Nonostante i tentativi di rilancio, i numeri attuali certificano una contrazione evidente. Per il 2025, il Ministero dell’Agricoltura, della Sovranità Alimentare e delle Foreste (Masaf) ha messo in calendario circa 1200 giornate di corse, suddivise tra 800 per il trotto e 400 per il galoppo. Sebbene sia stato previsto un timido incremento del montepremi del 2%, il numero complessivo di convegni è in riduzione rispetto agli anni passati.
Questo dato è la spia di un problema più grande: la perdita di visibilità e popolarità. L’epoca d’oro, in cui le corse erano eventi di risonanza nazionale con una copertura mediatica capillare, è finita. Oggi, la presenza del pubblico negli ippodromi è drasticamente calata, limitata per lo più a una nicchia di appassionati storici e addetti ai lavori. La televisione generalista ha abbandonato da tempo le dirette, relegando l’ippica a canali tematici con un’audience marginale. Il risultato è un circolo vizioso: meno visibilità significa meno sponsor, meno interesse del pubblico generalista e, di conseguenza, meno scommesse.
Il crollo della raccolta: quando scommettere non è più un gioco
Il vero termometro della salute dell’ippica è da sempre il volume delle scommesse, e qui i dati sono impietosi. Negli ultimi dieci anni, la raccolta ha subito un’emorragia costante. Se nel 2023 il totale si era attestato a 668,39 milioni di euro, il 2024 ha segnato un’ulteriore flessione, chiudendo a 649 milioni di euro.
Questi numeri sono lontanissimi dai fasti degli anni ’80 e ’90, quando il settore superava agevolmente il miliardo di euro annuo di raccolta. La crisi colpisce soprattutto il gioco tradizionale, quello al totalizzatore, mentre si registra una lieve tenuta delle scommesse a quota fissa, spesso trainate dal gioco online.

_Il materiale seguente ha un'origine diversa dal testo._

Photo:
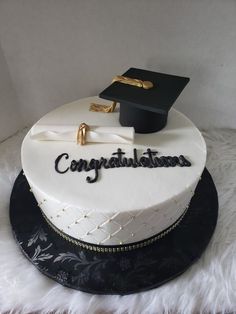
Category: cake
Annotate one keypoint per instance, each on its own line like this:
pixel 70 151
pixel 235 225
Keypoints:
pixel 127 207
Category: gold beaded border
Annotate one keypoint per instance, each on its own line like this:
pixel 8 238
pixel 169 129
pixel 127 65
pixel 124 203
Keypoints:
pixel 115 249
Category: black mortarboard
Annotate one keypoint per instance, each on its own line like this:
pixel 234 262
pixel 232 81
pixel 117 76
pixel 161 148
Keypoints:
pixel 145 109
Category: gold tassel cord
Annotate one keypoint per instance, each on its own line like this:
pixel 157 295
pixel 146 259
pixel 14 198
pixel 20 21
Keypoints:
pixel 81 133
pixel 124 80
pixel 102 108
pixel 133 82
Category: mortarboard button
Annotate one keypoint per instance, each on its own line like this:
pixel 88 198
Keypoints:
pixel 145 109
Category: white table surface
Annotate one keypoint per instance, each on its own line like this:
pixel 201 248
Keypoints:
pixel 208 286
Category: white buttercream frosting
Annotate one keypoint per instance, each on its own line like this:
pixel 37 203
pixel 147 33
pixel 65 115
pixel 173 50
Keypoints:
pixel 125 205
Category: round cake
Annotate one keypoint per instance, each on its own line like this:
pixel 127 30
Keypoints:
pixel 126 205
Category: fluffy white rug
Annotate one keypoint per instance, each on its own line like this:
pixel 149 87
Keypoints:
pixel 208 286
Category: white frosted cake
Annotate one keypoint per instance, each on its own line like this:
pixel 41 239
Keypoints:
pixel 126 205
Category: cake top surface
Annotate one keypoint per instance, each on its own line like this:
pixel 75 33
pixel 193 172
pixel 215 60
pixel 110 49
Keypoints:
pixel 118 189
pixel 159 98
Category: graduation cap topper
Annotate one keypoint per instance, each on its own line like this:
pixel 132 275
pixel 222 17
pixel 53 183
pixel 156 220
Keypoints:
pixel 145 98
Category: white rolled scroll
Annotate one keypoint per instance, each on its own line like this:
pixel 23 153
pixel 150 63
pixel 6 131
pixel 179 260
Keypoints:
pixel 95 134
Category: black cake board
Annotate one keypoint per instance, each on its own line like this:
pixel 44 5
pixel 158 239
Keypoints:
pixel 113 273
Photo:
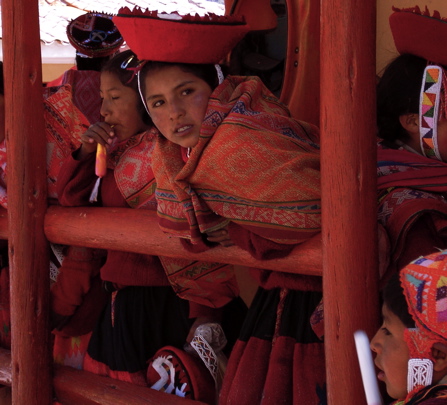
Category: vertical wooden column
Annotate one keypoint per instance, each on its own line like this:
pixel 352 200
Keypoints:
pixel 348 168
pixel 27 202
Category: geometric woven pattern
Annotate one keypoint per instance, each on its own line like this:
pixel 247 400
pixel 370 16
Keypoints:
pixel 425 287
pixel 429 110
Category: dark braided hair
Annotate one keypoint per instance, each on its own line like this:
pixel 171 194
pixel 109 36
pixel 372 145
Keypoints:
pixel 122 66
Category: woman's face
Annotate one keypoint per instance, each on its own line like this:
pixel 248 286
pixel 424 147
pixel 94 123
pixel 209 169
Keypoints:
pixel 120 107
pixel 177 103
pixel 392 354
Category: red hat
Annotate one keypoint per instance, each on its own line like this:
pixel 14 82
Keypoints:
pixel 420 33
pixel 174 371
pixel 94 35
pixel 180 39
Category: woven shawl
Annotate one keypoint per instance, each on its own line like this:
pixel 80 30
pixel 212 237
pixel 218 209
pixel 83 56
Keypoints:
pixel 253 164
pixel 207 283
pixel 409 186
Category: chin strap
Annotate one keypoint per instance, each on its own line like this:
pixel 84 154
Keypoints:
pixel 420 374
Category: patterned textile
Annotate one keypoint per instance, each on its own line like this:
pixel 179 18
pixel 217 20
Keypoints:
pixel 128 161
pixel 268 178
pixel 424 283
pixel 409 187
pixel 85 86
pixel 430 102
pixel 207 283
pixel 64 125
pixel 425 286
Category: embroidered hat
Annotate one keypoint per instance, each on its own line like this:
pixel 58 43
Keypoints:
pixel 182 39
pixel 94 35
pixel 424 282
pixel 420 33
pixel 174 371
pixel 425 287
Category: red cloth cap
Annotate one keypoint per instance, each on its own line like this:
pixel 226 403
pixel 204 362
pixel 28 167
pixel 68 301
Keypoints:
pixel 420 33
pixel 94 35
pixel 186 39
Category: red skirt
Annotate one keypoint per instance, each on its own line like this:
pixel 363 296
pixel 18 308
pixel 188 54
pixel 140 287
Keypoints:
pixel 278 359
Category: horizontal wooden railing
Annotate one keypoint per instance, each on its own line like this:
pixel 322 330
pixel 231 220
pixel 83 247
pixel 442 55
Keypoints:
pixel 78 387
pixel 138 231
pixel 134 231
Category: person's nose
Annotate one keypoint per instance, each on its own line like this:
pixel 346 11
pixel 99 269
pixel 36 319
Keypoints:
pixel 105 110
pixel 375 343
pixel 176 110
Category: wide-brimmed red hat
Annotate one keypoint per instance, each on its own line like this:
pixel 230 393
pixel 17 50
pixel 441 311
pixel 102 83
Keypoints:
pixel 179 39
pixel 94 35
pixel 420 33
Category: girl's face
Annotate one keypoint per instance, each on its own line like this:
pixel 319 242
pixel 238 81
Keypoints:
pixel 120 107
pixel 177 103
pixel 392 354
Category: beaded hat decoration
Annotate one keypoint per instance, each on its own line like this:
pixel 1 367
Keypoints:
pixel 425 287
pixel 418 33
pixel 424 282
pixel 180 39
pixel 94 35
pixel 431 109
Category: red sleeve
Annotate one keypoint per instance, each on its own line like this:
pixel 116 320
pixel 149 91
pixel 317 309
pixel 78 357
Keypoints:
pixel 422 239
pixel 259 247
pixel 76 181
pixel 78 268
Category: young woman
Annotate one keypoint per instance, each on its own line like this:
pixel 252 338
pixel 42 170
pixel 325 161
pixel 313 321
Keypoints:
pixel 412 154
pixel 233 167
pixel 411 344
pixel 143 312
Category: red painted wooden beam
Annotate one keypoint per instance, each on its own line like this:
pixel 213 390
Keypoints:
pixel 83 388
pixel 28 247
pixel 138 231
pixel 348 167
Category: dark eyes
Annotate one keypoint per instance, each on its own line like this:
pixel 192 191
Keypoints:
pixel 385 331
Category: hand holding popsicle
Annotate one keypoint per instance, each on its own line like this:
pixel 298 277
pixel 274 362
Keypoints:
pixel 101 158
pixel 100 133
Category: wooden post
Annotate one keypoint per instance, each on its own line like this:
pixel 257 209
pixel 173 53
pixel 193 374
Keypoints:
pixel 27 203
pixel 350 270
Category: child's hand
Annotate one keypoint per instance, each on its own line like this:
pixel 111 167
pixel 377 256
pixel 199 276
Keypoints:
pixel 220 236
pixel 101 132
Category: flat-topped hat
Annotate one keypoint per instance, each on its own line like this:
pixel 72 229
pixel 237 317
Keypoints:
pixel 181 39
pixel 419 33
pixel 94 35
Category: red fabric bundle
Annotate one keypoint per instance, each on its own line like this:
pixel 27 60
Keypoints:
pixel 188 39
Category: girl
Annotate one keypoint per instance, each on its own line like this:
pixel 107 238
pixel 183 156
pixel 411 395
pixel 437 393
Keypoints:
pixel 411 344
pixel 412 125
pixel 143 312
pixel 233 167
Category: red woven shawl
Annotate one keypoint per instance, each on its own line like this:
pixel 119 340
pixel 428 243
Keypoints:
pixel 253 164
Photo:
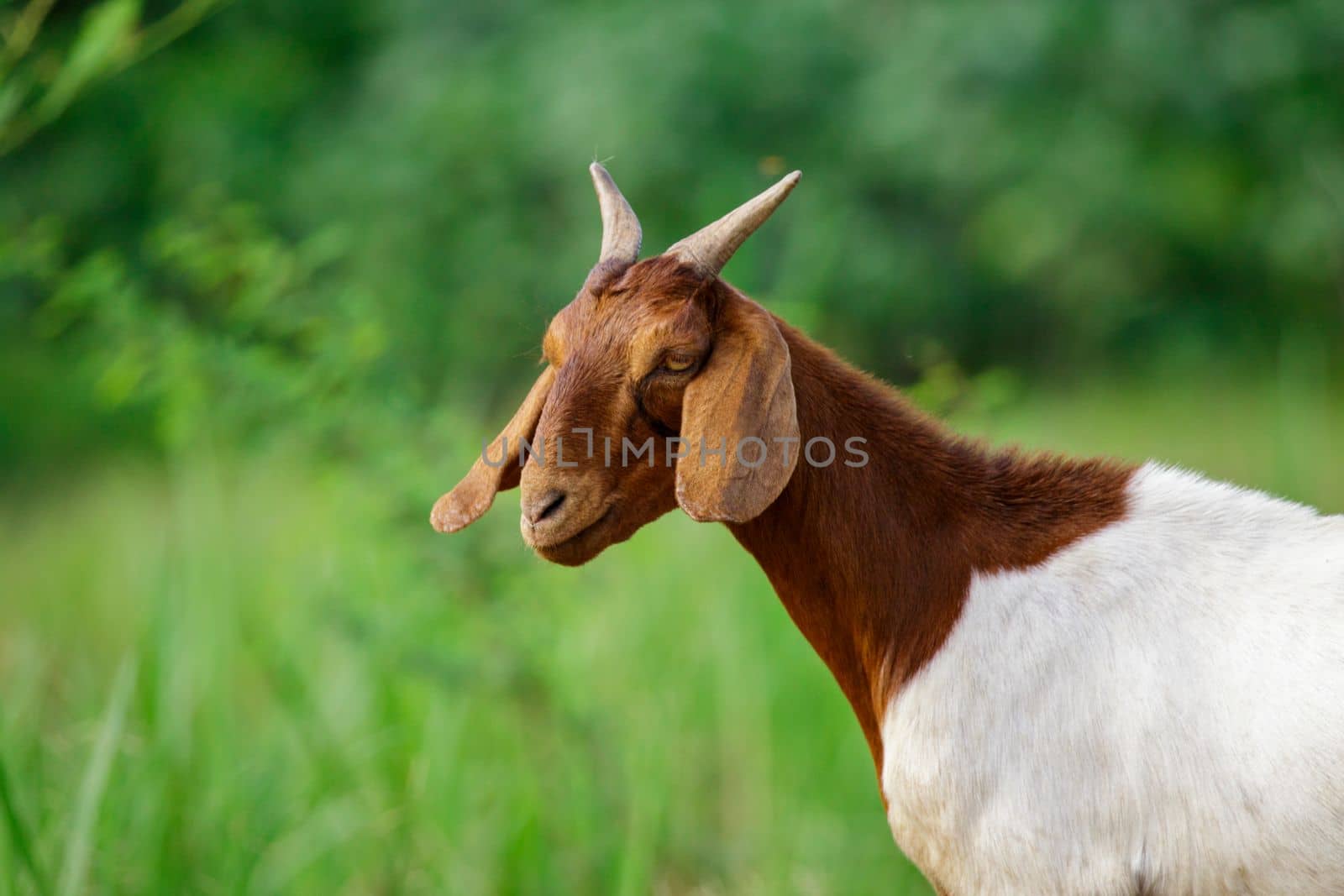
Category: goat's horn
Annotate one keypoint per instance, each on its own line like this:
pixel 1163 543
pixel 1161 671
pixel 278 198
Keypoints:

La recente approvazione di un prelievo fiscale ridotto sulle scommesse è una boccata d’ossigeno, un tentativo di rendere il prodotto più competitivo, ma difficilmente basterà a invertire una tendenza che appare strutturale. La concorrenza di altre forme di gioco, più moderne e immediate, ha eroso progressivamente la base di scommettitori dell’ippica.
Mappa degli ippodromi: tra chi resiste e chi ha gettato la spugna
La crisi si manifesta anche fisicamente, nella geografia degli impianti. Alcuni ippodromi storici resistono e continuano a essere il cuore pulsante del settore. Tra questi spiccano:
- Capannelle (Roma) e San Siro (Milano), che ospitano ancora i gran premi più prestigiosi.
- Agnano (Napoli) e Vinovo (Torino), punti di riferimento per il trotto.
- Sassari (Pinna), che ha inaugurato la stagione 2025 con un segnale di vitalità, presentando ben 70 cavalli partenti nella giornata di apertura.
Accanto a questi baluardi, però, si allunga l’ombra degli ippodromi chiusi o in grave difficoltà, diventati cattedrali nel deserto di un’epoca passata. Strutture storiche come l’Ippodromo di Montecatini o quello di Livorno hanno cessato l’attività. L’Ippodromo della Favorita di Palermo ha vissuto anni travagliati, tra chiusure e riaperture precarie. Molti altri impianti minori, un tempo centri di aggregazione per le comunità locali, sono oggi abbandonati, simbolo tangibile del declino.
Conclusioni: quale futuro per l’ippica?
L’ippica italiana è a un bivio. La progressiva perdita di pubblico, il calo verticale delle scommesse e la chiusura di impianti storici sono sintomi di una malattia profonda. Le misure tampone, come lievi aumenti del montepremi o aggiustamenti fiscali, non sono sufficienti a curare un settore che ha perso il suo appeal generazionale.
Il futuro dipenderà da una rottura netta con il passato e dalla capacità di innovare. Servono nuove strategie di comunicazione per raggiungere un pubblico più giovane, un prodotto di scommesse più moderno e trasparente, e una valorizzazione degli ippodromi non solo come luoghi di corse, ma come centri di intrattenimento polifunzionali. Senza una visione coraggiosa e un piano di rilancio a lungo termine, il rischio concreto è che il suono degli zoccoli in dirittura d’arrivo diventi solo un’eco lontana, il ricordo di uno sport che l’Italia ha amato e poi, lentamente, dimenticato.